TensorFlow provides the tf.GradientTape API for automatic differentiation; that is, computing the gradient of a computation with respect to some inputs, usually tf.Variables. TensorFlow "records" relevant operations executed inside the context of a tf.GradientTape onto a "tape". TensorFlow then uses that tape to compute the gradients of a "recorded" computation using reverse mode differentiation.

with tf.GradientTape(persistent=True) as tape:
    y = x @ w + b
    loss = tf.reduce_mean(y**2)

# Using lists
grad = tape.gradient(loss, [w, b])
print(f'w : {grad[0]} \n\nb : {grad[1]}\n\n')

# Using dictionaries
grad = tape.gradient(loss, {'w': w, 'b': b})
print(f'w : {grad["w"]} \n\nb : {grad["b"]}')
w : [[ 1.4795066 -2.1005244]
 [ 2.9590132 -4.201049 ]
 [ 4.43852   -6.3015733]] 

b : [ 1.4795066 -2.1005244]


w : [[ 1.4795066 -2.1005244]
 [ 2.9590132 -4.201049 ]
 [ 4.43852   -6.3015733]] 

b : [ 1.4795066 -2.1005244]

# A trainable variable
x0 = tf.Variable(3.0, name='x0')

# Not trainable
x1 = tf.Variable(3.0, name='x1', trainable=False)

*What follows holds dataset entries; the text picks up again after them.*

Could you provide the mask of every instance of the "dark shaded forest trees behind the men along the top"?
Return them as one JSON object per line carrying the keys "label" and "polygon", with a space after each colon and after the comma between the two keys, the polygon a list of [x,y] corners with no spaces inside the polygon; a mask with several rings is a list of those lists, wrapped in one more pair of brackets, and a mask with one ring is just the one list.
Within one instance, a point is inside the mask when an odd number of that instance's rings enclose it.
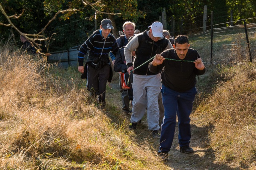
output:
{"label": "dark shaded forest trees behind the men along the top", "polygon": [[[34,35],[30,36],[31,40],[45,52],[81,45],[95,29],[99,29],[100,21],[104,18],[112,20],[112,33],[118,37],[118,31],[122,31],[125,21],[134,21],[136,29],[144,31],[159,20],[164,8],[167,21],[165,29],[170,33],[174,29],[172,36],[202,31],[205,5],[207,29],[211,25],[211,12],[214,14],[213,24],[234,21],[236,25],[241,24],[242,19],[256,16],[256,0],[101,0],[97,3],[91,0],[4,0],[0,5],[9,16],[0,15],[1,41],[6,42],[12,37],[18,47],[22,45],[20,33],[9,24],[9,19],[22,33]],[[79,11],[60,12],[52,20],[58,11],[67,9]],[[49,20],[52,22],[45,27]],[[175,27],[172,28],[174,20]],[[44,27],[42,36],[47,41],[38,41],[40,37],[37,33]]]}

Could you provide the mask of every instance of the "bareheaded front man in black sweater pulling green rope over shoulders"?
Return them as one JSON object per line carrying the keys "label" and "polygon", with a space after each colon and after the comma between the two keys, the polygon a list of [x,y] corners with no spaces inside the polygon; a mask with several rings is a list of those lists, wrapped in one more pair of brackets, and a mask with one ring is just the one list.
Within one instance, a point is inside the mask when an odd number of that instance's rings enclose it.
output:
{"label": "bareheaded front man in black sweater pulling green rope over shoulders", "polygon": [[194,150],[189,147],[190,113],[196,91],[196,75],[205,72],[204,63],[199,53],[189,48],[188,37],[178,35],[174,40],[173,49],[168,49],[157,54],[149,63],[151,72],[162,69],[162,100],[164,104],[164,119],[161,126],[160,147],[158,154],[168,160],[168,152],[171,149],[178,115],[179,145],[181,153],[191,153]]}

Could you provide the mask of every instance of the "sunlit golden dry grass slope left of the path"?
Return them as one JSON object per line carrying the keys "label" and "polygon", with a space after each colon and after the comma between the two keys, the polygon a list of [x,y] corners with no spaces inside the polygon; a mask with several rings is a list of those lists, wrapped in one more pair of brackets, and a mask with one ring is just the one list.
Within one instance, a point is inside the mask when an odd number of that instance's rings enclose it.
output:
{"label": "sunlit golden dry grass slope left of the path", "polygon": [[1,170],[168,169],[127,122],[95,107],[77,70],[9,49],[0,49]]}

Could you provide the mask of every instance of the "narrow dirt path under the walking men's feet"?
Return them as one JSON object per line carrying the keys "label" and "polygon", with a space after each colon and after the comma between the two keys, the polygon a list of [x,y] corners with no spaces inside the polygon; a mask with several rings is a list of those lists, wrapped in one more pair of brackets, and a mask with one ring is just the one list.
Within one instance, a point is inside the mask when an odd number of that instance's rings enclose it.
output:
{"label": "narrow dirt path under the walking men's feet", "polygon": [[[111,84],[111,86],[118,92],[115,96],[112,96],[112,98],[116,98],[115,105],[121,110],[122,101],[120,99],[120,92],[118,91],[119,87],[116,86],[116,84]],[[123,114],[122,116],[129,120],[131,115]],[[178,126],[176,124],[174,141],[168,157],[169,160],[165,164],[170,166],[172,170],[242,170],[240,168],[230,168],[227,164],[216,163],[216,157],[213,150],[208,148],[208,134],[206,128],[200,127],[200,124],[200,120],[193,117],[192,114],[192,138],[190,140],[190,147],[194,149],[194,152],[190,154],[180,153],[178,146]],[[159,139],[152,139],[150,131],[148,130],[146,114],[144,115],[142,122],[138,124],[134,133],[134,140],[136,140],[137,143],[144,143],[144,141],[148,141],[147,145],[150,145],[150,147],[153,148],[153,152],[158,150]]]}

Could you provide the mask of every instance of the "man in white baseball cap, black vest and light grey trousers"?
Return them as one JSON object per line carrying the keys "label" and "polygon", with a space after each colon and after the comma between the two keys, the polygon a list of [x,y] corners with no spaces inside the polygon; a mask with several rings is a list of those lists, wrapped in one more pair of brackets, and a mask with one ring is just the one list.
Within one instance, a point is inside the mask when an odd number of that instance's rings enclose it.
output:
{"label": "man in white baseball cap, black vest and light grey trousers", "polygon": [[[168,39],[163,36],[163,25],[156,21],[150,25],[150,30],[136,34],[124,47],[127,72],[133,72],[133,100],[132,116],[129,129],[137,128],[145,114],[148,114],[148,129],[153,138],[160,138],[158,95],[161,87],[160,72],[152,73],[148,70],[149,59],[166,49],[172,48]],[[132,51],[136,49],[136,58],[132,60]],[[159,70],[160,71],[160,70]]]}

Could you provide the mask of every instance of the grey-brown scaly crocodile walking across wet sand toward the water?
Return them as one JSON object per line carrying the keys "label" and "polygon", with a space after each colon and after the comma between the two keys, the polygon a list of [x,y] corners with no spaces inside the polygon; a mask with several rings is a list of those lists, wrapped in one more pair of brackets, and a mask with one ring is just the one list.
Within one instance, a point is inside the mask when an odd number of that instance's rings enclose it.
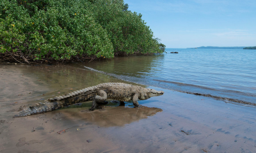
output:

# Not a Variable: A variable + tensor returns a tensor.
x2 = tf.Variable(2.0, name='x2') + 1.0

# Not a variable
x3 = tf.constant(3.0, name='x3')

with tf.GradientTape() as tape:
    y = (x0**2) + (x1**2) + (x2**2)

grad = tape.gradient(y, [x0, x1, x2, x3])

for g in grad:
    print(g)
tf.Tensor(6.0, shape=(), dtype=float32)
None
None
None

tape.watched_variables is used to get the list of all variables which tensorflow is watching

[var.name for var in tape.watched_variables()]
['x0:0']

To disable the default behavior of watching all tf.Variables, set watch_accessed_variables=False when creating the gradient tape

x0 = tf.Variable(0.0)
x1 = tf.Variable(10.0)

with tf.GradientTape(watch_accessed_variables=False) as tape:
    # set only x1 to be watched not x0
    tape.watch(x1)
    y0 = tf.math.sin(x0)
    y1 = tf.nn.softplus(x1)
    y = y0 + y1
    ys = tf.reduce_sum(y)

grad = tape.gradient(ys, {'x0': x0, 'x1': x1})

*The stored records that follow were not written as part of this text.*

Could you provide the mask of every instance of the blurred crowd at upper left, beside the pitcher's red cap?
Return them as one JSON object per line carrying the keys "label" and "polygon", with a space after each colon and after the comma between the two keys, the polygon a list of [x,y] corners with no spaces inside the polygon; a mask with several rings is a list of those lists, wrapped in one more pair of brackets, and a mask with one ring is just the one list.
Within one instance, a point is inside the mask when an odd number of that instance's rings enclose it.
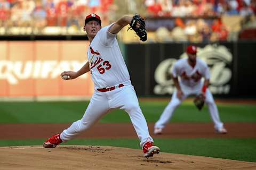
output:
{"label": "blurred crowd at upper left, beside the pitcher's red cap", "polygon": [[98,13],[108,22],[113,0],[0,0],[0,27],[73,27],[80,30],[85,16]]}

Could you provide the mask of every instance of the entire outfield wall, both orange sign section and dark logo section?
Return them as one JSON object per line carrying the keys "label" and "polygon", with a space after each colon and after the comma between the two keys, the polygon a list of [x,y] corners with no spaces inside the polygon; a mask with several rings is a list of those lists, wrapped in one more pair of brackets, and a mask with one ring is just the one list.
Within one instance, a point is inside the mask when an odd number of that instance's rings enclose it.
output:
{"label": "entire outfield wall, both orange sign section and dark logo section", "polygon": [[[186,43],[125,44],[124,58],[139,96],[169,96],[174,84],[172,65]],[[211,70],[213,95],[222,97],[256,96],[256,42],[197,44],[198,57]],[[86,40],[0,41],[0,99],[90,98],[93,82],[90,73],[65,81],[60,73],[77,71],[87,61]],[[71,97],[71,98],[70,98]]]}

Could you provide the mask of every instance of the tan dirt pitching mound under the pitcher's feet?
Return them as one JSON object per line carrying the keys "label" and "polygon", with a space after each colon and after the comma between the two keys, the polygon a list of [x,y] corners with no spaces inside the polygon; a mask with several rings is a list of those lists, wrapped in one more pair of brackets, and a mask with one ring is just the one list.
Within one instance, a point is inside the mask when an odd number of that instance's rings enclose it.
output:
{"label": "tan dirt pitching mound under the pitcher's feet", "polygon": [[0,147],[1,169],[255,169],[256,163],[108,146]]}

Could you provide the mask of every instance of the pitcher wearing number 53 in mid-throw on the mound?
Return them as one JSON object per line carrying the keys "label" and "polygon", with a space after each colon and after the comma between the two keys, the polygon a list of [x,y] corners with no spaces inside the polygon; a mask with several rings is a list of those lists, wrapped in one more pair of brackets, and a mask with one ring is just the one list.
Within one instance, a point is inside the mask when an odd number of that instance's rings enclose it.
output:
{"label": "pitcher wearing number 53 in mid-throw on the mound", "polygon": [[147,122],[141,112],[137,95],[116,40],[116,34],[129,23],[138,29],[142,27],[139,22],[134,21],[134,16],[123,16],[117,22],[101,29],[100,16],[97,14],[86,16],[84,31],[90,41],[87,50],[88,62],[77,72],[65,71],[61,73],[61,76],[71,80],[90,71],[95,91],[82,119],[71,124],[62,133],[47,139],[43,143],[43,147],[55,148],[61,142],[74,139],[111,109],[118,108],[129,114],[140,139],[144,156],[148,158],[159,153],[159,148],[153,145],[153,139],[149,135]]}

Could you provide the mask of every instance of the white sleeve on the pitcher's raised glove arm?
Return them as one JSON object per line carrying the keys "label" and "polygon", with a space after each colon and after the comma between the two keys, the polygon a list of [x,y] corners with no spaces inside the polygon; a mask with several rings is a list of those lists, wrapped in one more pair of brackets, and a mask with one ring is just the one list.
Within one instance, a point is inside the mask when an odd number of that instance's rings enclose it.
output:
{"label": "white sleeve on the pitcher's raised glove arm", "polygon": [[110,33],[108,30],[110,29],[110,27],[113,25],[114,23],[103,27],[102,29],[100,29],[100,31],[98,32],[98,36],[100,39],[100,42],[103,46],[106,47],[111,47],[114,43],[114,40],[116,39],[116,34]]}

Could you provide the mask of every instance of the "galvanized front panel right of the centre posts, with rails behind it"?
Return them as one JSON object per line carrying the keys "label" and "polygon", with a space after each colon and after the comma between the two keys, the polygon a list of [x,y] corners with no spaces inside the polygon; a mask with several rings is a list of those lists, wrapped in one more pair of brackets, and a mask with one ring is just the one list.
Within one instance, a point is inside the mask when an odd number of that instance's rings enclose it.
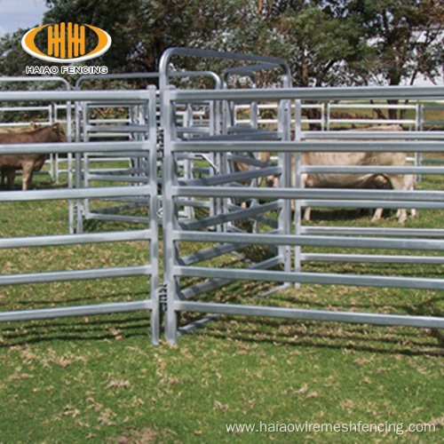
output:
{"label": "galvanized front panel right of the centre posts, with rails behind it", "polygon": [[[226,107],[230,104],[255,102],[278,102],[280,107],[279,128],[274,131],[272,137],[266,132],[261,134],[254,131],[238,131],[228,127],[227,133],[214,138],[180,140],[176,136],[174,119],[166,118],[165,131],[165,159],[163,193],[167,197],[170,206],[163,220],[163,233],[165,242],[165,275],[168,303],[167,318],[165,322],[165,335],[174,343],[180,330],[177,325],[177,314],[181,311],[199,313],[226,313],[242,315],[258,315],[283,317],[291,319],[323,320],[323,321],[347,321],[365,322],[385,325],[404,325],[428,328],[444,328],[444,319],[433,316],[408,316],[388,313],[344,313],[320,310],[301,310],[298,308],[281,308],[274,306],[257,306],[241,304],[221,304],[216,300],[200,298],[203,294],[218,286],[226,285],[235,280],[245,281],[274,281],[284,284],[295,283],[320,283],[331,285],[358,285],[363,287],[387,287],[400,289],[444,289],[444,279],[405,277],[405,276],[379,276],[366,274],[328,274],[305,273],[301,271],[301,263],[305,260],[340,261],[340,262],[395,262],[395,263],[424,263],[440,264],[442,257],[420,256],[407,257],[384,254],[319,254],[304,253],[302,247],[319,246],[337,248],[340,251],[347,248],[379,249],[383,250],[419,250],[419,251],[444,251],[444,241],[440,239],[427,239],[431,236],[430,230],[395,229],[395,232],[385,228],[342,228],[343,232],[330,233],[332,228],[302,226],[301,208],[305,206],[321,207],[368,207],[368,208],[421,208],[444,209],[444,192],[442,191],[407,191],[407,190],[356,190],[343,189],[332,190],[322,188],[296,188],[290,186],[290,175],[296,175],[297,183],[303,172],[347,172],[361,173],[400,173],[442,174],[439,167],[420,166],[304,166],[298,165],[297,170],[289,170],[291,162],[289,155],[302,152],[442,152],[444,141],[442,132],[395,132],[389,134],[385,131],[363,134],[361,132],[345,133],[343,131],[324,131],[321,139],[320,131],[301,131],[301,122],[296,122],[296,136],[289,139],[289,108],[292,102],[300,99],[441,99],[444,95],[443,88],[329,88],[329,89],[276,89],[276,90],[241,90],[241,91],[163,91],[163,112],[167,117],[174,115],[174,103],[202,102],[213,100]],[[254,128],[254,123],[251,124]],[[310,140],[318,139],[318,140]],[[273,139],[273,141],[271,141]],[[304,140],[303,140],[304,139]],[[347,140],[348,139],[348,140]],[[379,140],[378,140],[379,139]],[[277,188],[264,188],[260,186],[242,186],[242,181],[247,178],[258,178],[276,172],[270,170],[271,165],[263,165],[258,170],[246,172],[231,171],[224,175],[205,180],[180,183],[177,180],[175,170],[175,158],[184,153],[218,153],[229,156],[245,153],[269,152],[278,153],[279,160],[275,167],[281,170],[280,185]],[[245,157],[244,157],[245,158]],[[180,224],[177,218],[177,205],[181,198],[194,199],[215,198],[224,202],[223,211],[216,218],[210,218],[208,223],[195,221],[188,225]],[[242,208],[236,205],[235,199],[254,200],[250,208]],[[270,203],[264,204],[266,201]],[[292,232],[286,224],[289,220],[289,202],[296,202],[296,222]],[[268,205],[268,206],[267,206]],[[270,206],[271,205],[271,206]],[[274,205],[274,206],[273,206]],[[263,211],[262,211],[263,209]],[[239,225],[242,219],[269,218],[269,211],[277,211],[273,229],[266,233],[255,232]],[[215,229],[220,224],[222,228]],[[210,230],[209,230],[210,228]],[[337,228],[340,230],[341,228]],[[367,231],[366,231],[367,230]],[[344,234],[344,235],[343,235]],[[396,235],[396,238],[386,236]],[[442,233],[434,232],[434,235],[442,236]],[[406,239],[406,236],[416,236],[417,239]],[[371,236],[371,237],[370,237]],[[377,237],[373,237],[377,236]],[[181,257],[180,243],[193,242],[197,248],[194,260]],[[210,247],[209,247],[210,244]],[[215,246],[213,246],[215,245]],[[225,254],[242,250],[246,246],[261,245],[273,247],[276,255],[268,258],[262,265],[244,265],[241,269],[230,266],[214,266],[214,264],[199,264],[207,258],[214,258]],[[295,251],[295,262],[289,267],[290,251]],[[417,261],[417,262],[416,262]],[[276,270],[275,266],[281,269]],[[273,268],[273,269],[270,269]],[[200,280],[199,280],[199,279]],[[198,283],[186,287],[182,281]],[[203,281],[202,281],[203,280]],[[192,282],[193,282],[192,281]],[[189,284],[188,284],[189,285]]]}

print('dy/dx0:', grad['x0'])
print('dy/dx1:', grad['x1'].numpy())
dy/dx0: None
dy/dx1: 0.9999546

By default, the resources held by a GradientTape are released as soon as the GradientTape.gradient method is called. To compute multiple gradients over the same computation, create a gradient tape with persistent=True. This allows multiple calls to the gradient method as resources are released when the tape object is garbage collected.

x = tf.constant([1, 3.0])
with tf.GradientTape(persistent=True) as tape:
    tape.watch(x)
    y = x * x * x * x 
    z = y * y * y * y

print(tape.gradient(z, x).numpy()) 
print(tape.gradient(y, x).numpy())
[1.6000000e+01 2.2958251e+08]
[  4. 108.]

Notes on performance

  • There is a tiny overhead associated with doing operations inside a gradient tape context. For most eager execution this will not be a noticeable cost, but you should still use tape context around the areas only where it is required.

  • Gradient tapes use memory to store intermediate results, including inputs and outputs, for use during the backwards pass.

  • For efficiency, some ops (like ReLU) don't need to keep their intermediate results and they are pruned during the forward pass. However, if you use persistent=True on your tape, nothing is discarded and your peak memory usage will be higher.

Control Flow

Here a different variable is used on each branch of an if. The gradient only connects to the variable that was used.

x = tf.constant(1.0)

v0 = tf.Variable(2.0)
v1 = tf.Variable(2.0)

with tf.GradientTape(persistent=True) as tape:
    tape.watch(x)
    if x > 0.0:
        result = v0
    else:
        result = v1**2 

dv0, dv1 = tape.gradient(result, [v0, v1])

print(dv0)
print(dv1)

dx = tape.gradient(result, x)
print(dx)
tf.Tensor(1.0, shape=(), dtype=float32)
None
None

Control statements themselves are not differentiable, so they are invisible to gradient-based optimizers. Depending on the value of x in the above example, the tape either records result = v0 or result = v1**2. The gradient with respect to x is always None.